= Jennifer L. Welch =

American computer scientist

Jennifer Lundelius Welch is an American computer scientist known for her work in distributed computing, including methods for leader election and synchronization. She is Regent's Professor emerita at Texas A&M University.

==Education and career==
Welch was an undergraduate at the University of Texas at Austin, where she graduated summa cum laude with a bachelor's degree in 1979, majoring in liberal arts with a concentration in mathematics. After beginning graduate study in computer science and linguistics at the University of Massachusetts Amherst, stopping out, and working briefly as a computer programmer in Texas, she returned to graduate study at the Massachusetts Institute of Technology. She received a master's degree in 1984, and completed her Ph.D. in 1988. Her doctoral dissertation, Topics in Distributed Computing: The Impact of Partial Synchrony, and Modular Decomposition of Algorithms, was supervised by Nancy Lynch.
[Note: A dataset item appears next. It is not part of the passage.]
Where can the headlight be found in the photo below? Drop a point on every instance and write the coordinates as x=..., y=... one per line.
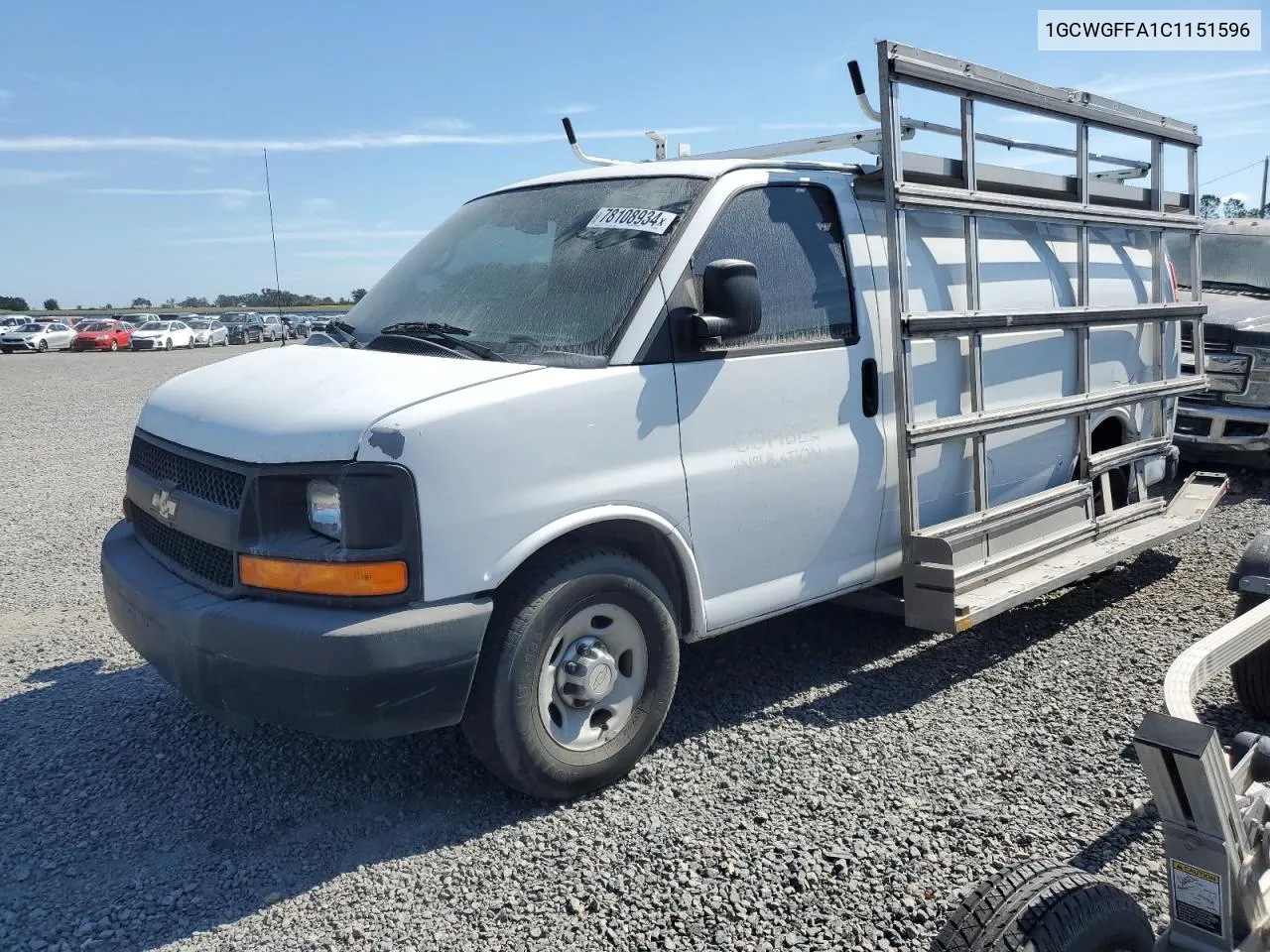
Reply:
x=324, y=511
x=1260, y=354
x=1257, y=393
During her studies at MIT, she spent a summer working as a member of the technical staff at Bell Labs, and after completing her doctorate, she worked for a year as a researcher at GTE Laboratories. In 1989 she took an assistant professor position at the University of North Carolina at Chapel Hill; she moved to Texas A&M University in 1992. There, she was promoted to associate professor in 1996 and to full professor in 2002. She was named as Halliburton Professor in 1998, as a Chevron Professor in 2004, and as Regent's Professor in 2008. She retired as Regent's Professor emerita in 2022.

==Books==
Welch joined Hagit Attiya as a coauthor on the second edition of the textbook Distributed Computing: Fundamentals, Simulations, and Advanced Topics (Wiley, 2004). She is a coauthor, with Jennifer E. Walter, of Link Reversal Algorithms (Morgan & Claypool, 2011).

==Recognition==
Welch was the 2004 recipient of the Harriet B. Rigas Award of the IEEE Education Society and Hewlett Packard. She was named as an ACM Distinguished Scientist in 2012.